+++ This bug was initially created as a clone of Bug #903293 +++ Description of problem: As noted in bug #894626 and in: [1] http://www.openwall.com/lists/oss-security/2013/01/23/7 haproxy previously failed to drop supplementary groups properly when trying to drop root privileges. By itself this problem is not a security flaw, but still serious enough the upstream fix: [2] git.1wt.eu/web?p=haproxy.git;a=commitdiff;h=ab012dd3 to be backported into all of the affected versions. Version-Release number of selected component (if applicable): haproxy-1.4.22-1.fc17 How reproducible: Always Steps to Reproduce: 1. See https://bugzilla.redhat.com/show_bug.cgi?id=894626#c0 for further reproducer details Actual results: Supplementary groups are not dropped properly after setuid / setgid calls. Expected results: (All) Supplementary groups should be dropped when dropping root privileges.

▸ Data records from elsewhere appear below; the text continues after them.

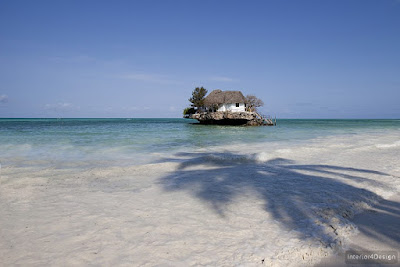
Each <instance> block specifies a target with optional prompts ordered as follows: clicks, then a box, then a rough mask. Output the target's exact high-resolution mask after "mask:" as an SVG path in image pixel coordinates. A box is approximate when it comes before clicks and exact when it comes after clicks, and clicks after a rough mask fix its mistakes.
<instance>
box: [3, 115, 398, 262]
mask: <svg viewBox="0 0 400 267" xmlns="http://www.w3.org/2000/svg"><path fill="white" fill-rule="evenodd" d="M399 155H400V120H278V121H277V126H276V127H267V126H262V127H238V126H235V127H233V126H209V125H207V126H205V125H199V124H197V123H196V122H195V121H191V120H187V119H0V163H1V169H0V255H4V257H3V258H2V259H1V262H0V265H2V264H3V265H5V266H14V265H23V266H59V265H73V266H87V265H120V266H161V265H163V266H164V265H165V266H198V265H207V266H236V265H241V266H259V265H260V264H266V265H268V266H312V265H314V264H316V263H318V262H319V261H320V260H321V259H323V258H325V257H327V256H329V255H332V254H334V253H336V252H338V251H340V250H343V249H344V248H346V244H347V242H348V240H349V238H352V236H354V235H355V234H357V232H359V231H362V229H358V227H357V225H355V224H354V223H353V222H352V220H351V218H352V217H353V216H354V215H355V214H358V213H360V212H363V211H365V210H366V209H371V207H372V206H376V205H379V203H384V205H381V206H380V207H382V208H383V209H384V211H383V212H384V213H385V216H389V217H391V218H393V221H396V220H395V218H398V208H396V207H398V206H396V205H397V204H395V203H394V202H392V201H390V198H391V197H392V196H393V195H398V194H399V192H400V157H399ZM378 207H379V206H378ZM388 227H393V231H394V233H395V232H396V230H397V228H396V227H394V226H388ZM373 230H374V231H375V232H374V233H373V234H374V235H376V236H380V237H382V238H385V240H391V239H392V238H393V236H392V234H387V233H388V231H382V229H379V228H378V229H373ZM369 231H370V229H369V230H368V232H367V234H370V232H369ZM389 232H390V231H389Z"/></svg>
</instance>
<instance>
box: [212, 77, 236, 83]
mask: <svg viewBox="0 0 400 267" xmlns="http://www.w3.org/2000/svg"><path fill="white" fill-rule="evenodd" d="M210 80H212V81H215V82H236V80H235V79H232V78H229V77H225V76H214V77H211V79H210Z"/></svg>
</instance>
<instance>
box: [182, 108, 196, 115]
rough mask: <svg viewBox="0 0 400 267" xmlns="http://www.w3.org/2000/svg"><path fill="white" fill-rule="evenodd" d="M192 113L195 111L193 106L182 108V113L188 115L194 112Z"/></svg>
mask: <svg viewBox="0 0 400 267" xmlns="http://www.w3.org/2000/svg"><path fill="white" fill-rule="evenodd" d="M194 113H195V110H194V108H185V109H184V110H183V115H190V114H194Z"/></svg>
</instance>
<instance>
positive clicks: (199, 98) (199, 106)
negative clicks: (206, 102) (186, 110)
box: [189, 86, 207, 108]
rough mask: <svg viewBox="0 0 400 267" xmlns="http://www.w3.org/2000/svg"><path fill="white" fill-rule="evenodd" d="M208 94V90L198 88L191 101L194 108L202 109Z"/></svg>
mask: <svg viewBox="0 0 400 267" xmlns="http://www.w3.org/2000/svg"><path fill="white" fill-rule="evenodd" d="M206 94H207V89H205V88H204V87H203V86H202V87H196V88H195V89H194V90H193V92H192V97H191V98H189V101H190V102H191V103H192V107H195V108H200V107H202V106H204V98H205V96H206Z"/></svg>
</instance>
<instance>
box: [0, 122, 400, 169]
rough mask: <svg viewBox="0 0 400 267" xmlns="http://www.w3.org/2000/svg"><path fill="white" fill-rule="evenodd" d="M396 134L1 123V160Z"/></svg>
mask: <svg viewBox="0 0 400 267" xmlns="http://www.w3.org/2000/svg"><path fill="white" fill-rule="evenodd" d="M399 130H400V120H288V119H286V120H278V122H277V126H276V127H241V126H210V125H199V124H198V123H196V121H194V120H189V119H129V118H128V119H127V118H123V119H0V151H1V154H0V160H1V164H3V166H4V165H7V164H13V165H16V166H20V165H27V164H34V165H38V164H39V165H43V164H50V165H51V164H55V165H57V166H60V167H62V166H63V165H68V166H72V165H73V163H78V162H79V166H82V165H84V166H88V167H92V166H100V165H102V166H112V165H130V164H132V165H137V164H144V163H151V162H152V161H155V160H157V159H159V158H160V157H163V156H171V155H172V154H174V153H178V152H185V151H186V152H195V151H204V150H210V151H214V149H217V148H219V149H221V150H226V149H232V148H234V147H235V146H238V147H241V148H242V149H243V146H244V147H246V145H249V146H253V147H254V145H257V144H267V146H270V147H274V146H275V145H278V146H288V145H296V144H301V143H303V144H307V142H309V141H310V140H314V139H317V138H322V137H329V138H335V136H341V137H343V136H356V135H383V134H387V133H389V132H390V133H393V134H394V135H396V134H399ZM388 141H390V140H388ZM244 150H246V149H244ZM83 163H84V164H83Z"/></svg>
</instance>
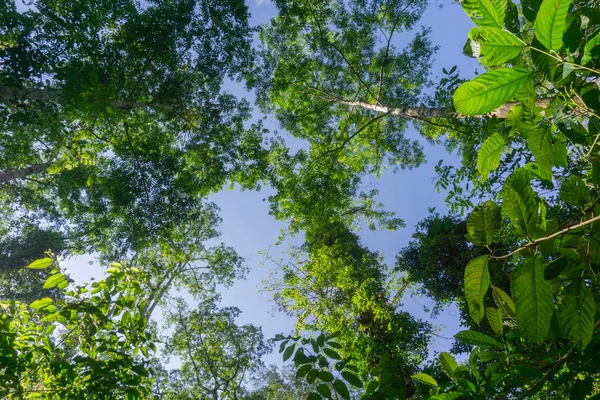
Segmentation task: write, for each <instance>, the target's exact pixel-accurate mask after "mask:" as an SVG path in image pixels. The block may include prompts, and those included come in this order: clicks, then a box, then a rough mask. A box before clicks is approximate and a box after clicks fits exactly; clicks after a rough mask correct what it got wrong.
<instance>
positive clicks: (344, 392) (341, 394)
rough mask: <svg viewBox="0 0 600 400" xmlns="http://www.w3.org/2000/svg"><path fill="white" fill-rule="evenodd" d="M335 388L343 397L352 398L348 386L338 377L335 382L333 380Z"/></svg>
mask: <svg viewBox="0 0 600 400" xmlns="http://www.w3.org/2000/svg"><path fill="white" fill-rule="evenodd" d="M333 388H334V389H335V391H336V393H337V394H339V395H340V397H341V398H342V399H345V400H350V392H349V391H348V387H347V386H346V384H345V383H344V382H343V381H340V380H339V379H336V380H335V382H333Z"/></svg>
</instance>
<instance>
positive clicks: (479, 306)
mask: <svg viewBox="0 0 600 400" xmlns="http://www.w3.org/2000/svg"><path fill="white" fill-rule="evenodd" d="M488 261H489V259H488V257H487V256H479V257H477V258H475V259H473V260H471V261H470V262H469V264H467V267H466V268H465V297H466V298H467V303H468V305H469V313H470V314H471V317H473V319H474V320H475V322H477V323H479V322H480V321H481V320H482V319H483V317H484V315H485V308H484V305H483V298H484V296H485V294H486V293H487V290H488V288H489V287H490V272H489V270H488Z"/></svg>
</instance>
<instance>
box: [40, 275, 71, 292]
mask: <svg viewBox="0 0 600 400" xmlns="http://www.w3.org/2000/svg"><path fill="white" fill-rule="evenodd" d="M65 283H66V285H65ZM68 285H69V281H67V277H66V276H64V275H63V274H55V275H52V276H50V277H49V278H48V279H46V282H44V289H52V288H55V287H57V286H58V287H59V288H60V289H62V288H65V287H67V286H68Z"/></svg>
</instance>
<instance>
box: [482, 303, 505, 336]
mask: <svg viewBox="0 0 600 400" xmlns="http://www.w3.org/2000/svg"><path fill="white" fill-rule="evenodd" d="M485 315H486V316H487V319H488V322H489V323H490V326H491V327H492V329H493V330H494V333H495V334H496V335H499V336H502V333H503V332H502V309H501V308H495V307H488V308H486V309H485Z"/></svg>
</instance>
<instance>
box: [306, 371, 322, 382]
mask: <svg viewBox="0 0 600 400" xmlns="http://www.w3.org/2000/svg"><path fill="white" fill-rule="evenodd" d="M317 375H319V370H318V369H312V370H310V372H309V373H308V374H306V382H308V383H309V384H311V385H312V383H313V382H314V381H315V379H317Z"/></svg>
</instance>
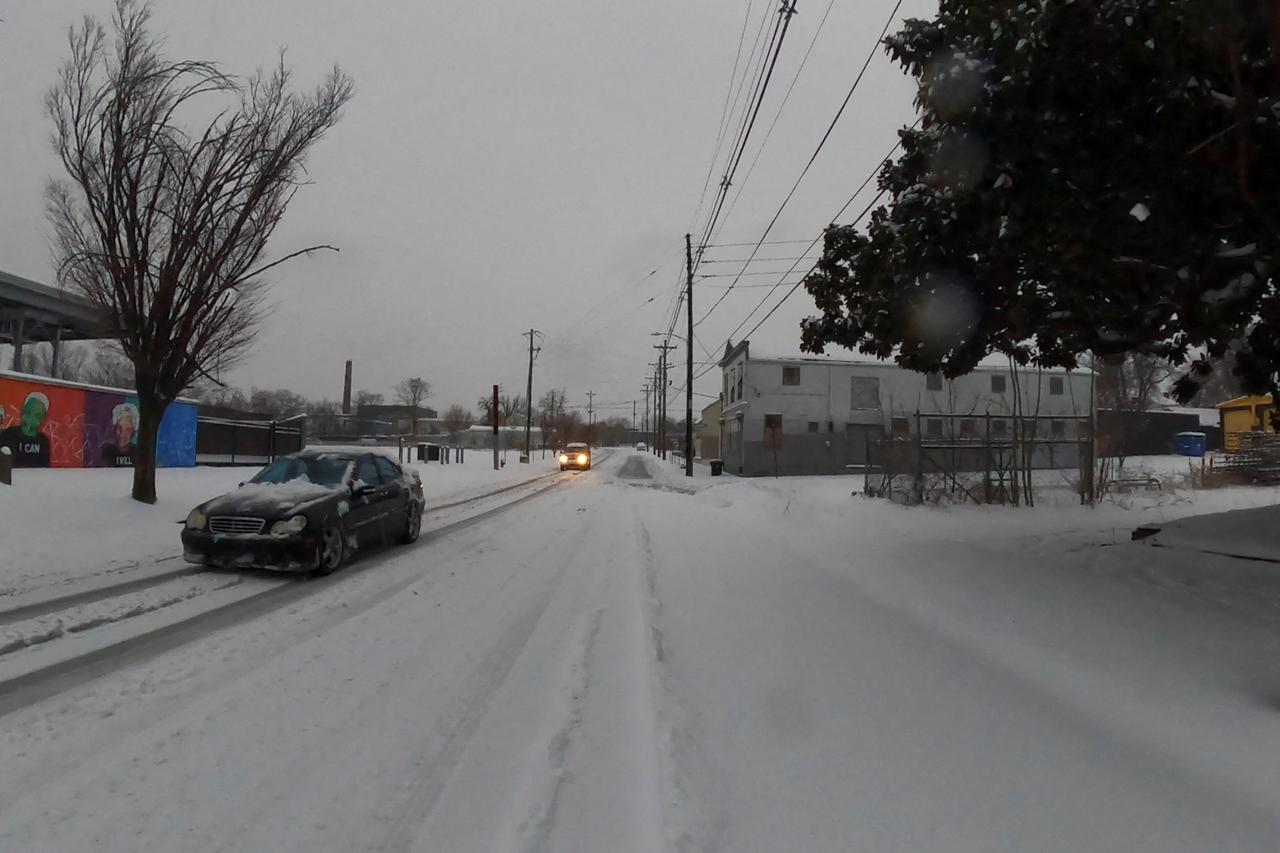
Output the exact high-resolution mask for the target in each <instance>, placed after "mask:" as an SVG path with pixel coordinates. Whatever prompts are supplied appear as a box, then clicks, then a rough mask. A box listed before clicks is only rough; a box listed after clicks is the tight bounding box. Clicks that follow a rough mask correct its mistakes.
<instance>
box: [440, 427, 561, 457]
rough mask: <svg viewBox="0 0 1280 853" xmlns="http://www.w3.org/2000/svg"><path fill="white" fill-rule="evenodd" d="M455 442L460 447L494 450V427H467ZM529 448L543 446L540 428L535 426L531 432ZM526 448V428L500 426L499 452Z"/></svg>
mask: <svg viewBox="0 0 1280 853" xmlns="http://www.w3.org/2000/svg"><path fill="white" fill-rule="evenodd" d="M454 442H456V444H457V446H460V447H470V448H474V450H493V427H484V425H480V424H476V425H472V427H467V428H466V429H463V430H462V432H461V433H458V434H457V437H456V438H454ZM529 446H530V447H541V446H543V430H541V428H539V427H534V428H531V429H530V430H529ZM524 448H525V428H524V427H499V428H498V450H520V451H524Z"/></svg>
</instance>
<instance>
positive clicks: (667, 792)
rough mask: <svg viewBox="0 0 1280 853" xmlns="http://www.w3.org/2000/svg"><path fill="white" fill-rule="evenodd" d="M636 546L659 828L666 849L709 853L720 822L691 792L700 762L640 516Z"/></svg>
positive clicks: (657, 577)
mask: <svg viewBox="0 0 1280 853" xmlns="http://www.w3.org/2000/svg"><path fill="white" fill-rule="evenodd" d="M639 532H640V547H641V551H643V553H644V598H645V601H644V617H645V622H646V625H648V628H649V630H648V634H649V642H650V648H649V656H650V660H649V684H650V698H652V701H650V706H652V710H653V726H654V736H655V739H657V743H658V765H659V767H660V771H662V774H663V779H662V780H660V781H662V794H663V800H662V809H663V824H664V826H663V830H664V835H666V838H667V844H668V847H669V849H675V850H677V853H710V852H712V850H716V849H718V843H717V841H716V838H717V836H718V835H719V834H721V833H722V829H723V826H724V820H723V816H722V815H721V813H719V812H709V811H708V803H705V802H700V800H699V799H698V798H696V797H695V795H694V792H692V788H694V784H692V772H691V771H692V770H694V767H692V765H698V766H700V765H701V761H700V757H699V756H700V752H699V747H698V744H696V739H695V736H694V734H692V731H691V722H690V719H689V715H687V713H686V712H685V711H684V710H682V708H681V706H680V703H678V699H677V692H676V689H675V684H673V681H672V675H671V672H669V669H668V666H667V656H668V652H669V649H668V648H667V643H666V638H664V634H663V631H662V625H660V620H662V608H663V603H662V596H660V594H659V589H658V564H657V558H655V556H654V549H653V537H652V535H650V534H649V528H648V526H646V525H645V523H644V520H639Z"/></svg>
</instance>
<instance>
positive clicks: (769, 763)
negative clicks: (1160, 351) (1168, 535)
mask: <svg viewBox="0 0 1280 853" xmlns="http://www.w3.org/2000/svg"><path fill="white" fill-rule="evenodd" d="M851 485H852V484H851V482H850V479H849V478H819V479H809V478H804V479H801V478H796V479H781V480H772V479H771V480H763V479H762V480H740V479H735V478H705V476H695V478H692V479H686V478H684V476H682V475H681V474H680V473H678V471H676V470H675V469H673V467H672V466H669V465H667V464H663V462H660V461H657V460H654V459H652V457H646V456H641V455H637V453H628V452H625V451H623V452H618V453H614V455H613V456H611V457H608V459H602V460H600V464H599V465H598V467H596V469H595V470H593V471H589V473H584V474H571V475H564V476H563V478H558V479H557V484H556V485H554V488H552V489H550V491H548V492H547V493H544V494H541V496H539V497H536V498H534V500H530V501H526V502H522V503H520V505H517V506H513V507H512V508H509V510H507V511H504V512H503V514H502V515H499V516H490V517H486V519H483V520H480V521H477V523H476V524H475V525H468V526H462V528H458V529H457V530H456V532H453V533H451V534H447V535H442V537H439V538H438V539H434V540H426V542H424V543H420V544H419V546H416V547H412V548H407V549H404V551H401V552H396V553H393V555H392V556H389V557H388V558H385V560H383V561H379V562H378V564H376V565H372V566H370V569H369V570H367V571H364V570H357V571H348V573H338V574H337V575H334V576H333V578H330V579H326V580H325V581H316V583H310V584H289V589H291V593H289V598H288V599H287V601H288V605H287V606H283V607H276V608H269V610H264V611H261V612H260V613H259V615H257V616H256V617H253V619H241V620H239V621H237V622H236V624H234V628H228V626H221V628H218V626H215V628H214V629H212V630H209V631H207V633H205V634H202V635H200V637H197V638H195V639H191V640H188V642H187V643H186V644H183V646H180V647H178V648H174V649H163V651H161V653H156V654H152V656H150V657H147V658H146V660H145V661H142V662H128V661H125V662H120V663H113V662H109V663H113V666H114V669H110V670H109V671H106V672H105V674H101V675H100V676H96V678H93V679H92V680H84V681H78V683H76V684H74V685H72V686H69V688H67V689H65V690H61V692H59V693H56V694H50V695H45V697H44V698H41V699H38V701H35V702H31V703H27V704H18V706H14V708H12V710H10V712H9V713H6V715H5V716H4V726H3V729H0V730H3V731H4V733H5V734H4V736H0V765H3V766H4V767H5V774H4V777H3V779H0V849H22V850H28V849H96V850H104V852H113V850H119V852H124V850H137V849H164V850H172V852H174V853H180V852H183V850H206V849H221V850H228V852H250V850H253V852H256V850H266V849H270V850H284V852H288V850H298V852H301V850H324V852H328V850H335V852H338V850H342V852H347V850H401V852H408V850H413V852H419V853H425V852H434V850H451V853H452V852H454V850H457V852H463V853H467V852H470V850H477V852H485V853H490V852H494V850H502V852H506V850H584V852H593V853H594V852H595V850H608V852H609V853H627V852H631V850H636V852H640V850H672V852H676V850H680V852H682V853H699V852H701V853H709V852H710V850H733V852H735V853H739V852H742V853H776V852H777V850H806V852H808V850H814V852H827V850H831V852H832V853H845V852H846V850H876V852H877V853H882V852H886V853H896V852H899V850H901V852H902V853H908V852H911V853H919V852H933V850H937V852H940V853H942V852H945V853H956V852H959V853H966V852H974V853H978V852H982V853H987V852H988V850H1036V852H1037V853H1041V852H1048V853H1080V852H1093V850H1097V852H1098V853H1102V852H1107V853H1110V852H1111V850H1125V852H1126V853H1129V852H1138V853H1144V852H1151V853H1156V852H1158V853H1171V852H1172V853H1178V852H1187V853H1190V852H1196V853H1202V852H1203V850H1230V852H1240V853H1244V852H1248V853H1263V852H1266V853H1270V852H1271V850H1274V849H1275V839H1276V838H1277V836H1280V740H1277V739H1276V738H1275V736H1274V735H1275V730H1276V726H1277V725H1280V724H1277V720H1280V686H1277V684H1280V683H1277V681H1276V679H1275V675H1274V670H1275V661H1276V660H1277V657H1280V624H1277V620H1276V617H1275V616H1276V613H1277V612H1280V573H1277V571H1276V567H1275V566H1272V565H1271V564H1263V562H1256V561H1240V560H1233V558H1229V557H1216V556H1207V555H1203V553H1199V552H1192V551H1189V549H1179V548H1151V547H1147V546H1146V544H1143V543H1134V542H1129V532H1130V530H1132V529H1133V528H1134V526H1137V525H1138V524H1140V523H1142V521H1144V520H1151V519H1160V520H1162V521H1167V520H1171V519H1175V517H1180V516H1185V515H1188V514H1192V512H1196V511H1197V510H1203V508H1206V507H1211V508H1229V507H1242V506H1251V505H1252V506H1257V505H1260V503H1263V502H1275V501H1276V500H1277V497H1280V496H1277V494H1276V493H1275V492H1274V491H1265V489H1224V491H1221V492H1210V493H1196V494H1180V493H1164V494H1151V496H1135V497H1133V498H1126V500H1125V501H1123V502H1120V503H1108V505H1106V506H1103V507H1100V508H1098V510H1087V508H1082V507H1078V506H1076V507H1071V506H1043V507H1039V508H1036V510H1012V508H996V507H973V506H968V507H959V506H957V507H950V508H936V507H915V508H904V507H900V506H895V505H891V503H887V502H884V501H873V500H867V498H861V497H855V496H851V494H850V491H851ZM352 569H358V566H352ZM93 630H101V629H93ZM91 633H92V631H91ZM24 653H26V652H23V651H15V652H14V653H13V654H15V656H20V654H24Z"/></svg>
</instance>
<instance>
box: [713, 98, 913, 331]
mask: <svg viewBox="0 0 1280 853" xmlns="http://www.w3.org/2000/svg"><path fill="white" fill-rule="evenodd" d="M919 123H920V120H919V119H916V120H915V122H914V123H913V124H911V127H913V128H914V127H915V126H916V124H919ZM901 145H902V137H899V138H897V142H895V143H893V146H892V147H891V149H890V150H888V151H886V152H884V156H883V158H881V164H882V165H883V163H884V161H886V160H888V159H890V158H891V156H893V152H895V151H897V149H899V147H900V146H901ZM877 174H879V167H877V168H876V169H874V170H873V172H870V173H869V174H868V175H867V177H865V178H864V179H863V182H861V183H860V184H858V188H856V190H854V195H851V196H849V201H846V202H845V205H844V206H842V207H841V209H840V210H838V211H837V213H836V215H835V216H832V219H831V220H832V222H837V220H838V219H840V218H841V216H844V215H845V211H846V210H849V207H850V206H851V205H852V204H854V200H855V199H858V196H859V195H861V192H863V190H865V188H867V187H868V186H869V184H870V182H872V181H873V179H874V178H876V175H877ZM883 195H884V191H883V190H881V191H879V193H877V195H876V199H874V200H873V201H872V205H874V204H876V201H878V200H879V199H881V197H882V196H883ZM867 210H870V206H868V207H867ZM865 215H867V211H863V213H861V214H859V215H858V218H856V219H855V220H854V223H858V222H860V220H861V218H863V216H865ZM822 237H823V234H818V237H817V238H814V241H813V242H812V243H809V248H808V250H805V251H804V252H803V255H801V260H803V256H804V255H808V254H809V252H810V251H813V247H814V246H817V245H818V242H819V241H820V240H822ZM799 265H800V261H799V260H797V261H796V263H795V264H792V265H791V269H788V270H787V272H786V273H783V275H782V279H785V278H786V277H787V275H791V274H792V273H794V272H795V269H796V266H799ZM817 268H818V263H817V261H814V264H813V266H812V268H810V269H809V273H812V272H813V270H814V269H817ZM809 273H805V278H808V275H809ZM782 279H780V280H778V283H777V284H776V286H774V288H777V287H782ZM800 282H801V283H803V282H804V278H801V279H800ZM731 287H732V286H731ZM794 292H795V288H792V289H791V292H790V293H787V297H790V296H791V293H794ZM772 295H773V291H769V292H768V293H765V295H764V298H762V300H760V302H759V304H758V305H756V306H755V307H754V309H751V311H750V313H749V314H748V315H746V318H744V319H742V321H741V323H739V324H737V327H735V328H733V330H732V332H730V333H728V338H730V339H732V337H733V336H735V334H737V332H739V330H740V329H741V328H742V327H744V325H746V324H748V323H749V321H750V320H751V315H753V314H755V313H756V311H759V310H760V307H762V306H763V305H764V304H765V302H767V301H768V298H769V297H771V296H772ZM783 301H786V300H783ZM780 305H781V304H780ZM774 310H777V309H774ZM769 314H771V315H772V314H773V311H769ZM758 328H760V327H759V324H756V327H755V329H758ZM755 329H751V330H753V332H754V330H755Z"/></svg>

Actually move this bug it to be a bug for version of haproxy package, as shipped with Fedora 17 release (bug for Fedora 18 is #894626 one).
haproxy-1.4.23-1.fc17 has been submitted as an update for Fedora 17. https://admin.fedoraproject.org/updates/haproxy-1.4.23-1.fc17
Package haproxy-1.4.23-1.fc17: * should fix your issue, * was pushed to the Fedora 17 testing repository, * should be available at your local mirror within two days. Update it with: # su -c 'yum update --enablerepo=updates-testing haproxy-1.4.23-1.fc17' as soon as you are able to. Please go to the following url: https://admin.fedoraproject.org/updates/FEDORA-2013-4827/haproxy-1.4.23-1.fc17 then log in and leave karma (feedback).
haproxy-1.4.23-1.fc17 has been pushed to the Fedora 17 stable repository. If problems still persist, please make note of it in this bug report.